After a stint as Assistant Chief of Naval Personnel for Plans and Programs from 1962 to 1964, he turned to command, as Commander, Atlantic Fleet Cruiser-Destroyer Force from 1964 to 1965, then commanded the United States Second Fleet and NATO's Striking Fleet Atlantic and the Atlantic Fleet Amphibious Force. During this time he was promoted to vice admiral. He was awarded the Legion of Merit for "exceptionally meritorious service" while Commander Amphibious Force, U.S. Atlantic Fleet, from June 1965 to May 1967.

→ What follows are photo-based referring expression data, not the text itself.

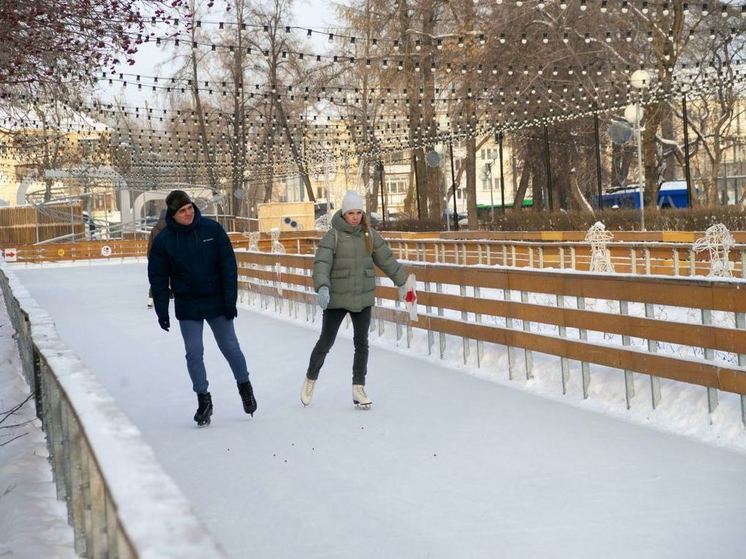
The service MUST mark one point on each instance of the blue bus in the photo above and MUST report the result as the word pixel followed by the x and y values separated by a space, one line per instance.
pixel 671 194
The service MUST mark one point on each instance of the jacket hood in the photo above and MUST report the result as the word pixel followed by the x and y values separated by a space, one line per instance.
pixel 178 228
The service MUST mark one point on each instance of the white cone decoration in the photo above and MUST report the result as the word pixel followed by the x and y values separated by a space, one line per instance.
pixel 410 299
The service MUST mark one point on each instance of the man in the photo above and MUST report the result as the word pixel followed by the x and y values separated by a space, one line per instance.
pixel 157 228
pixel 194 255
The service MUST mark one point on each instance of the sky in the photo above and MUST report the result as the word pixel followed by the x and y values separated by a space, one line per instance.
pixel 453 460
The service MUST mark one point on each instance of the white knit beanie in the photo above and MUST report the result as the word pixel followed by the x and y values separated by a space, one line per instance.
pixel 352 201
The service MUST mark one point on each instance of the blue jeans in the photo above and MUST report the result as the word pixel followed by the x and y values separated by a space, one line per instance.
pixel 225 336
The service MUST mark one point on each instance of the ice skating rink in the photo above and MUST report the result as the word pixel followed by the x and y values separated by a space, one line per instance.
pixel 445 465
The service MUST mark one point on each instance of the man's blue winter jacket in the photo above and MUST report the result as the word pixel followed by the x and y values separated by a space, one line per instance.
pixel 198 262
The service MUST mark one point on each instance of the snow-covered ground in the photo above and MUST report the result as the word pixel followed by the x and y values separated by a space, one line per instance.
pixel 447 464
pixel 33 523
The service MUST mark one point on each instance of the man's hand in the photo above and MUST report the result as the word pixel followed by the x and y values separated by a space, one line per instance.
pixel 323 297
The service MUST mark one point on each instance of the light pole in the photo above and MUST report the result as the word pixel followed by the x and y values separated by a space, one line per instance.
pixel 640 79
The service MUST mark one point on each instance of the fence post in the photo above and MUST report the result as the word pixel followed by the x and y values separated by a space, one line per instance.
pixel 378 302
pixel 584 366
pixel 509 324
pixel 564 361
pixel 712 393
pixel 629 376
pixel 478 320
pixel 430 336
pixel 464 317
pixel 692 262
pixel 655 382
pixel 441 335
pixel 397 305
pixel 527 353
pixel 741 323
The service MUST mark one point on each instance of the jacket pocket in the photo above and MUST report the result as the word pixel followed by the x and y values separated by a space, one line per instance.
pixel 340 281
pixel 369 280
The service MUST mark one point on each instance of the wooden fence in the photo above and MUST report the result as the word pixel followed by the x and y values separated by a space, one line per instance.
pixel 96 452
pixel 599 308
pixel 638 258
pixel 26 224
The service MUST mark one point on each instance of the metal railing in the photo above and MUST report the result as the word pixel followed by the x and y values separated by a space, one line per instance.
pixel 120 503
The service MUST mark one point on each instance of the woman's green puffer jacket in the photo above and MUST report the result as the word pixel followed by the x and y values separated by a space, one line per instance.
pixel 344 265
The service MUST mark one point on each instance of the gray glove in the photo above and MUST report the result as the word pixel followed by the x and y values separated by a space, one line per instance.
pixel 323 297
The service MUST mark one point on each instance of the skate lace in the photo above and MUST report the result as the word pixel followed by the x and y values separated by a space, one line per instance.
pixel 308 388
pixel 360 395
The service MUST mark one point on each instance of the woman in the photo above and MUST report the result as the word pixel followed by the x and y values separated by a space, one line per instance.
pixel 345 280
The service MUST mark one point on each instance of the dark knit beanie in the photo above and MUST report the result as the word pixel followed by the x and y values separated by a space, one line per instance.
pixel 176 200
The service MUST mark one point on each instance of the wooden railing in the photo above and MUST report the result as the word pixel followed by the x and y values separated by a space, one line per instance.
pixel 508 307
pixel 639 258
pixel 96 453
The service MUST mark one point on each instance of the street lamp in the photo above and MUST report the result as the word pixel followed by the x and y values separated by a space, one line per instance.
pixel 640 79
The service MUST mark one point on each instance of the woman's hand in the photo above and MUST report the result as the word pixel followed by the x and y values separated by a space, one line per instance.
pixel 323 297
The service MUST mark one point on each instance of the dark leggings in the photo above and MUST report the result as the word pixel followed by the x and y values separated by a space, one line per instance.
pixel 329 327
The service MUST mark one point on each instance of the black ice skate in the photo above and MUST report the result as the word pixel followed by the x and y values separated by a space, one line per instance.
pixel 247 397
pixel 204 409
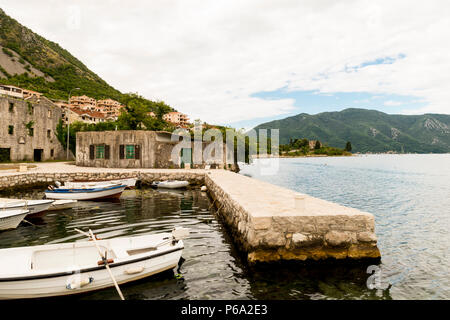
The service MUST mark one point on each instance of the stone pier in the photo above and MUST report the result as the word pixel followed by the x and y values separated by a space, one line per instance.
pixel 271 223
pixel 268 223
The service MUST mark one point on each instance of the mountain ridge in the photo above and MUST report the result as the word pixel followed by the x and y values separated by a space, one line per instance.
pixel 44 61
pixel 368 130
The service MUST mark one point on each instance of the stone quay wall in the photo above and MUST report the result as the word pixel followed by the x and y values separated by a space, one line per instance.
pixel 267 222
pixel 146 178
pixel 271 223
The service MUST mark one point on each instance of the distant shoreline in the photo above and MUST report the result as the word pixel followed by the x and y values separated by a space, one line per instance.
pixel 305 156
pixel 325 155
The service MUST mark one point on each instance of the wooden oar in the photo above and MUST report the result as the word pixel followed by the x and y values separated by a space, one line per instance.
pixel 91 235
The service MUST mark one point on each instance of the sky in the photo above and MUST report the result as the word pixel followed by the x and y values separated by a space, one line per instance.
pixel 242 63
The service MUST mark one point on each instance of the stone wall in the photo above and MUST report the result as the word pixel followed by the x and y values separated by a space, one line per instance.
pixel 44 117
pixel 155 150
pixel 267 222
pixel 146 178
pixel 267 226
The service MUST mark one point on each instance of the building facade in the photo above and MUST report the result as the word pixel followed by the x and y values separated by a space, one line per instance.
pixel 177 118
pixel 11 91
pixel 138 149
pixel 28 130
pixel 83 102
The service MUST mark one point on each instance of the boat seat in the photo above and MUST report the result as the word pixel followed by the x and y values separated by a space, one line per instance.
pixel 15 264
pixel 121 253
pixel 68 257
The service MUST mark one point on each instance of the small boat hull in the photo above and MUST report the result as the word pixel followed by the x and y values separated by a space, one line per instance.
pixel 73 279
pixel 176 184
pixel 10 219
pixel 36 208
pixel 62 204
pixel 85 194
pixel 130 183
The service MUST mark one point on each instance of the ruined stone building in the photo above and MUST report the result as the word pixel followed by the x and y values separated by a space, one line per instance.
pixel 142 149
pixel 28 129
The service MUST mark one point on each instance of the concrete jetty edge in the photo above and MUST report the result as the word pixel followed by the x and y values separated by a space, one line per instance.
pixel 268 223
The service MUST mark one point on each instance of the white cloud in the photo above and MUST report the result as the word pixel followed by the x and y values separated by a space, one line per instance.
pixel 391 103
pixel 206 58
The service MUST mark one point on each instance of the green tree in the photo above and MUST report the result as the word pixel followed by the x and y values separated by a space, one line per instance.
pixel 317 145
pixel 348 146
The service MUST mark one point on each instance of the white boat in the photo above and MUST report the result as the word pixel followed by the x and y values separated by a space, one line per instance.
pixel 11 218
pixel 171 184
pixel 62 204
pixel 72 268
pixel 130 183
pixel 35 207
pixel 102 192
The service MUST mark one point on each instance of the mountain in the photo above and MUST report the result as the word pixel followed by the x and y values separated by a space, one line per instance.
pixel 369 130
pixel 29 61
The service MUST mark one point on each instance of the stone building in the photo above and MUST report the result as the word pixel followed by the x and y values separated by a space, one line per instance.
pixel 177 118
pixel 140 149
pixel 28 129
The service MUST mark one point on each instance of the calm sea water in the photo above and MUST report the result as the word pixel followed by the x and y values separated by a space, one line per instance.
pixel 408 194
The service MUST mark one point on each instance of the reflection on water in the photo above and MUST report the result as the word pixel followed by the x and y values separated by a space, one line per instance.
pixel 409 195
pixel 212 268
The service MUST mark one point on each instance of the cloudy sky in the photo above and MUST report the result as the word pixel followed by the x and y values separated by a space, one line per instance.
pixel 241 63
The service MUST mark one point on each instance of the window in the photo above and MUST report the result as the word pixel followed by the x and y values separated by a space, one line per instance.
pixel 100 152
pixel 130 151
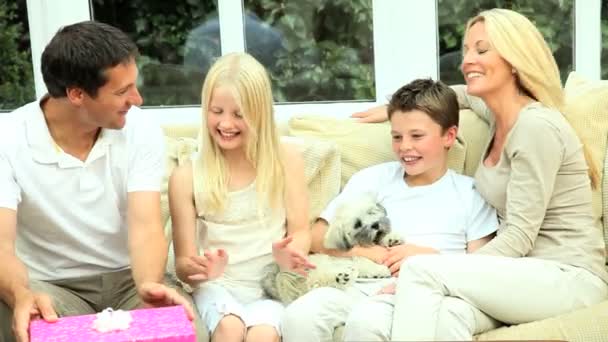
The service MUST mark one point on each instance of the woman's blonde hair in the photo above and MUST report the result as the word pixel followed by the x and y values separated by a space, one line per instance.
pixel 249 83
pixel 518 41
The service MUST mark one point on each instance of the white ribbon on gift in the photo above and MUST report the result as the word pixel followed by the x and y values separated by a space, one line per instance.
pixel 110 320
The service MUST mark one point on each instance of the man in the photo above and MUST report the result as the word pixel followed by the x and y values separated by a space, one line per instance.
pixel 80 173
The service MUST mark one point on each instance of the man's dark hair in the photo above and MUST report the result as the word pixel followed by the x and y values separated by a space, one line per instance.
pixel 79 54
pixel 434 98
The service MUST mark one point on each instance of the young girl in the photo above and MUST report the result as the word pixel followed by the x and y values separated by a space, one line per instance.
pixel 237 198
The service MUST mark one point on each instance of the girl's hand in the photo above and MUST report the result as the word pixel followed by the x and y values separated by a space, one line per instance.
pixel 398 254
pixel 210 266
pixel 388 289
pixel 289 258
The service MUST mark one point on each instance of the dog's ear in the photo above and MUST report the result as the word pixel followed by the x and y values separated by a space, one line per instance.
pixel 335 237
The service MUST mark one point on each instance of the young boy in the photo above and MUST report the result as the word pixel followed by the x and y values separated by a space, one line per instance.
pixel 434 209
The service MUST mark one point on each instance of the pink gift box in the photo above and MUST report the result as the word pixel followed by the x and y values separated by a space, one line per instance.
pixel 168 324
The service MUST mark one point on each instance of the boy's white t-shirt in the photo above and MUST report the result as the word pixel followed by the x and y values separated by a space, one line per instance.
pixel 444 215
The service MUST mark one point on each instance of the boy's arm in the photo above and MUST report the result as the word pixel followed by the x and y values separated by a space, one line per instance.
pixel 474 245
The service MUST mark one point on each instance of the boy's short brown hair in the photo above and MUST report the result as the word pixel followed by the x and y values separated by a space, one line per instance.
pixel 435 98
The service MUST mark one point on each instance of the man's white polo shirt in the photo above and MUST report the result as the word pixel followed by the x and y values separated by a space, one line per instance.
pixel 72 215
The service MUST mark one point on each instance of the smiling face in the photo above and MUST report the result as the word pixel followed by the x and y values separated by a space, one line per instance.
pixel 485 71
pixel 225 121
pixel 421 146
pixel 114 99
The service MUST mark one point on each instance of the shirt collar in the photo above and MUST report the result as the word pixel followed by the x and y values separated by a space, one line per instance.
pixel 45 150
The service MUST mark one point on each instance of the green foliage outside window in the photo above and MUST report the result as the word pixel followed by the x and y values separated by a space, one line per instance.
pixel 16 73
pixel 326 51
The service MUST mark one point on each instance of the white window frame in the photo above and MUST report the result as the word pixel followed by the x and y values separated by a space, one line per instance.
pixel 405 47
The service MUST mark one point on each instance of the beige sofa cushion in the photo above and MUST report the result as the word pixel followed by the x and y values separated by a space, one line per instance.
pixel 605 202
pixel 321 170
pixel 475 134
pixel 360 145
pixel 587 110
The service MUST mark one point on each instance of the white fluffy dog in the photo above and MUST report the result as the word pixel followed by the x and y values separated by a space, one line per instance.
pixel 360 221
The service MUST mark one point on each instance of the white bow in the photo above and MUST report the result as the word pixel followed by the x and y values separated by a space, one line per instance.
pixel 110 320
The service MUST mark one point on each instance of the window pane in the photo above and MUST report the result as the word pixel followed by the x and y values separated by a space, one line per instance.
pixel 315 51
pixel 604 60
pixel 16 72
pixel 553 18
pixel 177 40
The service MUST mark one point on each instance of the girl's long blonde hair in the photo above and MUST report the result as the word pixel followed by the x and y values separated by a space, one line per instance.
pixel 519 42
pixel 250 86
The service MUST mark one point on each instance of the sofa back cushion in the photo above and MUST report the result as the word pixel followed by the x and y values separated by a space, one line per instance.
pixel 321 170
pixel 360 144
pixel 587 110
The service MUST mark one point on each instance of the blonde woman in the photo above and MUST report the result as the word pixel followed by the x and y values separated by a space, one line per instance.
pixel 236 194
pixel 548 257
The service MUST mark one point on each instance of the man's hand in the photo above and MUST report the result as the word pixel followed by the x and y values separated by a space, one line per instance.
pixel 157 295
pixel 210 266
pixel 398 254
pixel 289 258
pixel 28 306
pixel 377 254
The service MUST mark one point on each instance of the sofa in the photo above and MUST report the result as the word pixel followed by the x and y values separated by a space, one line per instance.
pixel 335 148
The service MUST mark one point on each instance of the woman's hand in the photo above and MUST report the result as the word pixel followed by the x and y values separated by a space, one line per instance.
pixel 289 258
pixel 374 114
pixel 398 254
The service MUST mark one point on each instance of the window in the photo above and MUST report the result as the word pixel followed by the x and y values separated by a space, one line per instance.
pixel 178 41
pixel 16 71
pixel 314 51
pixel 553 19
pixel 604 19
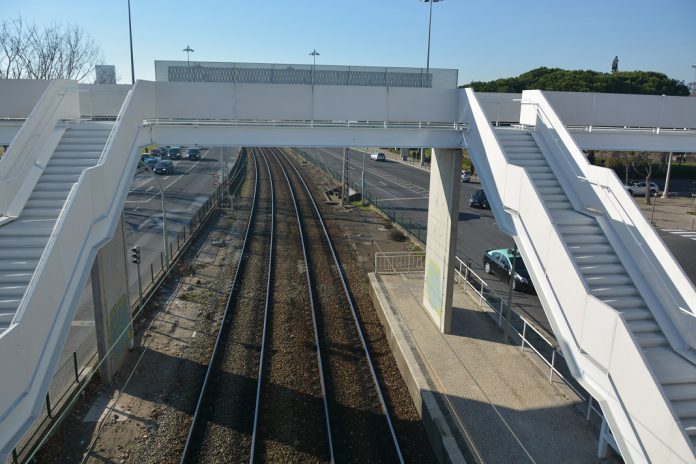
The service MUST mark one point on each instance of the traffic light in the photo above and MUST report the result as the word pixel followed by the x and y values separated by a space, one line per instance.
pixel 135 255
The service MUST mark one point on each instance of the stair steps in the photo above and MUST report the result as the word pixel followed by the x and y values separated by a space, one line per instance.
pixel 606 278
pixel 22 241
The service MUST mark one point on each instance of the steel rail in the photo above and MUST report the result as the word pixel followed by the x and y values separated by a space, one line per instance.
pixel 375 380
pixel 264 335
pixel 201 397
pixel 311 305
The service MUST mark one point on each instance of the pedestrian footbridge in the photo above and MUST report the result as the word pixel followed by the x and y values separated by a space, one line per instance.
pixel 621 307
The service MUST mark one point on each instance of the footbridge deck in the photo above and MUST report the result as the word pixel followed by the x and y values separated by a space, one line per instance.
pixel 622 309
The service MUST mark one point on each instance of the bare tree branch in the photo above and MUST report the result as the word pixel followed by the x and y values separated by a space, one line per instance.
pixel 53 52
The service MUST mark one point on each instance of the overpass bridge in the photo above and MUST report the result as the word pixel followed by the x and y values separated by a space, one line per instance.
pixel 621 307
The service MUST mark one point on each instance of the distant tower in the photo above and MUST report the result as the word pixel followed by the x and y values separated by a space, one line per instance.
pixel 615 65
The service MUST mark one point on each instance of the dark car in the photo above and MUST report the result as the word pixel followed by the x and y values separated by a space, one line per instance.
pixel 499 263
pixel 150 160
pixel 478 200
pixel 174 153
pixel 164 167
pixel 194 154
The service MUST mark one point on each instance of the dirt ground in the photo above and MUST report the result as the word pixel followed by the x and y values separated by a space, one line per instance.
pixel 140 416
pixel 143 415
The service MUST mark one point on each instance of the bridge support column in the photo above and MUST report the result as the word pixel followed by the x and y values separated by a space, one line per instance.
pixel 443 217
pixel 111 304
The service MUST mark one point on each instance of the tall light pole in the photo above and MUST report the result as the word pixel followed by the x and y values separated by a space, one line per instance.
pixel 130 34
pixel 430 20
pixel 314 54
pixel 188 51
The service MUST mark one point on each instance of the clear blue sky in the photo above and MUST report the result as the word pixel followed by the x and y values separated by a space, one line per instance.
pixel 483 39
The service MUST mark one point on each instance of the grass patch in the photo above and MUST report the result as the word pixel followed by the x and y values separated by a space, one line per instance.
pixel 396 235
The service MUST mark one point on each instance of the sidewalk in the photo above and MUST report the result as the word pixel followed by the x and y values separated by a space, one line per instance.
pixel 486 399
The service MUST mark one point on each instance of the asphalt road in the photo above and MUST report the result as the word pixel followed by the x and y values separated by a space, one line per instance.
pixel 185 191
pixel 406 188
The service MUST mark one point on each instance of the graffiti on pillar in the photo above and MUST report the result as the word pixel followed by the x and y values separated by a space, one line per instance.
pixel 119 321
pixel 433 289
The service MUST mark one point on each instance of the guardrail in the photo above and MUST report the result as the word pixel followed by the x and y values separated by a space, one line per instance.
pixel 523 330
pixel 302 123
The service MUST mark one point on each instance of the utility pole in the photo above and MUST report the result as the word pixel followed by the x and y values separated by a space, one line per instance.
pixel 344 184
pixel 362 182
pixel 665 192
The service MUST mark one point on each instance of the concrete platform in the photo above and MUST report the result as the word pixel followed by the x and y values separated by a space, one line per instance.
pixel 481 400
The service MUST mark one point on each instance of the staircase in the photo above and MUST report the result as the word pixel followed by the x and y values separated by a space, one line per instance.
pixel 606 278
pixel 22 241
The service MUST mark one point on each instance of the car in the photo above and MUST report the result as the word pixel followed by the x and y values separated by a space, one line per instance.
pixel 478 200
pixel 150 161
pixel 638 188
pixel 164 167
pixel 193 154
pixel 499 262
pixel 174 153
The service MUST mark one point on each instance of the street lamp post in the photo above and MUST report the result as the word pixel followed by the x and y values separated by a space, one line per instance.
pixel 362 186
pixel 430 20
pixel 314 55
pixel 130 34
pixel 188 51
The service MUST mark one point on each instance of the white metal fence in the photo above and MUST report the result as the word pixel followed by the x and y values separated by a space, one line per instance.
pixel 521 329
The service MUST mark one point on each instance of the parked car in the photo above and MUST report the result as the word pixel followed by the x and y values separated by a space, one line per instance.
pixel 150 161
pixel 478 200
pixel 638 188
pixel 174 153
pixel 193 154
pixel 164 167
pixel 499 263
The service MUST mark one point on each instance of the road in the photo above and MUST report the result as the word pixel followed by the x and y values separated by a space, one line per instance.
pixel 185 191
pixel 406 189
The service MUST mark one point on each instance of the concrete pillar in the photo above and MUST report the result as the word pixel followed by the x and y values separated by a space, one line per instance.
pixel 111 304
pixel 443 217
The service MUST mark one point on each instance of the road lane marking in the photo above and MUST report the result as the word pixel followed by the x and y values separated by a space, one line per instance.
pixel 164 189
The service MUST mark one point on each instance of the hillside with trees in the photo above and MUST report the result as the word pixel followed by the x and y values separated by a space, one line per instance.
pixel 635 82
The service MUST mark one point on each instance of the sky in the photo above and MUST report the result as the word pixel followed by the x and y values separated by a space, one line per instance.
pixel 483 39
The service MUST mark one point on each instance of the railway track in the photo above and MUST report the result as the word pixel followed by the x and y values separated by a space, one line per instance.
pixel 290 378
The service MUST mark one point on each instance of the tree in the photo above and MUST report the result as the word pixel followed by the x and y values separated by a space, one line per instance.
pixel 644 165
pixel 635 82
pixel 54 52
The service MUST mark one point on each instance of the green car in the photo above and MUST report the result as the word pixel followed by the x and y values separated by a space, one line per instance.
pixel 499 263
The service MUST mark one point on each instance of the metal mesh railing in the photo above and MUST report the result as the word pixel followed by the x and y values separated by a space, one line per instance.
pixel 522 330
pixel 399 262
pixel 81 364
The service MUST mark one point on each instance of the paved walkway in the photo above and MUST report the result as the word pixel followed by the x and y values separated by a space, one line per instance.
pixel 501 406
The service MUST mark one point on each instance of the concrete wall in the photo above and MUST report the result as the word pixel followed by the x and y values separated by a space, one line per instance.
pixel 443 217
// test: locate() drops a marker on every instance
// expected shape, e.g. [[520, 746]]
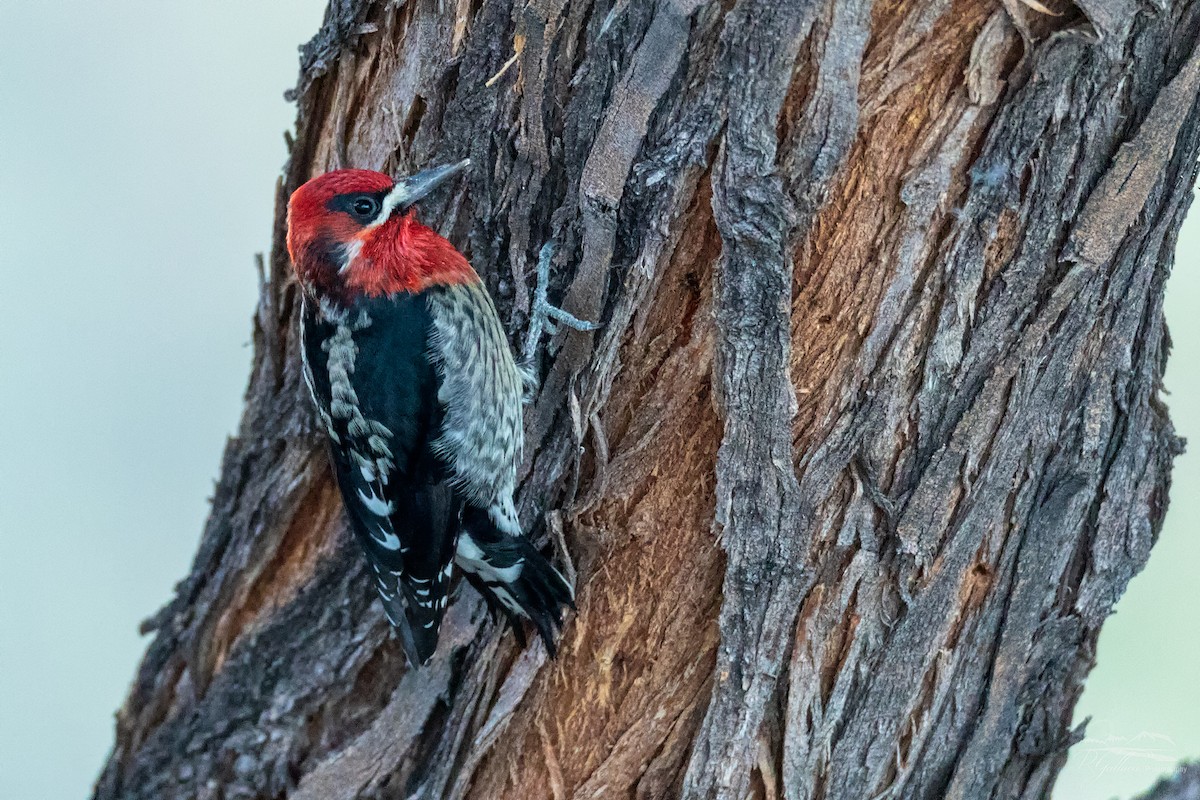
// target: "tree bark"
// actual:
[[868, 446]]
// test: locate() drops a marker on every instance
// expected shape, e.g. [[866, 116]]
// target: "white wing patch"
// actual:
[[481, 389]]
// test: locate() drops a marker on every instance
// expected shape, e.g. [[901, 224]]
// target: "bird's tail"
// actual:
[[514, 577], [414, 619]]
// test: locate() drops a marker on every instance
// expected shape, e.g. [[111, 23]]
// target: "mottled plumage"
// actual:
[[413, 378]]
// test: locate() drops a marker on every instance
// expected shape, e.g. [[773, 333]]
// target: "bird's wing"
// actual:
[[480, 391], [378, 390]]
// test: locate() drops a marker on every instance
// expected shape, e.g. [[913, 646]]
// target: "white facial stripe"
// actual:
[[390, 202]]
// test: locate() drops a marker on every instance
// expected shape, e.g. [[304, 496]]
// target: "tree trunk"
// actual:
[[868, 446]]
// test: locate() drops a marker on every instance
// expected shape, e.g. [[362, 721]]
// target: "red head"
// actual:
[[353, 232]]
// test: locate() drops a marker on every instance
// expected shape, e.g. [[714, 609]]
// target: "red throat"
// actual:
[[405, 256]]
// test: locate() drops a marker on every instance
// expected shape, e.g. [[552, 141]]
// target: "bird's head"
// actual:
[[354, 232]]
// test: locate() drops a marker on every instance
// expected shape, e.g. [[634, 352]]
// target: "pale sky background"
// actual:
[[139, 144]]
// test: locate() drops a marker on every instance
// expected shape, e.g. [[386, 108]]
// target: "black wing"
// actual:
[[377, 394]]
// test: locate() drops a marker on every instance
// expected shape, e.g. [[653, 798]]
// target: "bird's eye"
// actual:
[[366, 206]]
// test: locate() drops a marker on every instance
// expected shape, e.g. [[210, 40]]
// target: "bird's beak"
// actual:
[[414, 187]]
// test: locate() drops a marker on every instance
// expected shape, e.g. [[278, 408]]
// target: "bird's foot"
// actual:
[[543, 317]]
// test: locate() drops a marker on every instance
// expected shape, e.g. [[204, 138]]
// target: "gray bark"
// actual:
[[867, 449]]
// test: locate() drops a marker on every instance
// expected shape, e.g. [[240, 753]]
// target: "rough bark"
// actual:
[[865, 451]]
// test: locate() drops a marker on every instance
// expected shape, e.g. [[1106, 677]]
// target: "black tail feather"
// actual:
[[538, 591]]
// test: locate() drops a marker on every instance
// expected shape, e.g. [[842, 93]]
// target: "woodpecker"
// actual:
[[421, 401]]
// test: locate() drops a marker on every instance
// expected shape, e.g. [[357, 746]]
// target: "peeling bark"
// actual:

Duncan became Deputy Chief of Naval Operations (Manpower and Naval Reserve) and the Chief of Naval Personnel, serving in that capacity from April 1968 to August 1970, before becoming the seventh NATO Supreme Allied Commander Atlantic on September 30, 1970, and concurrently Commander in Chief Atlantic (the United States Unified Command) and the Commander in Chief of the U.S. Atlantic Fleet. As Supreme Allied Commander, Atlantic, he conducted the largest NATO naval exercises held until that time. He received the Order of Orange-Nassau from the Netherlands, and the Grand Cross of the Order of Aviz from Portugal. He retired from the U.S. Navy on November 1, 1972, as a full admiral.

==Post-military career==
After retiring, he lived near Leesburg, Virginia, until January 1977, continuing to serve as a member of the Secretary of the Navy's Advisory Board on Education and Training, and as a member of the Board of Advisors to the President, U.S. Naval War College in Newport, Rhode Island. He eventually moved to Coronado, California.

He became a member of the Board of Trustees of the San Diego Museum of Art in 1981, and in 1984, he was elected as a member of France's Académie de Marine and also was named a Kentucky colonel. He died of cancer on June 27, 1994, at the Scripps Clinic in La Jolla, California.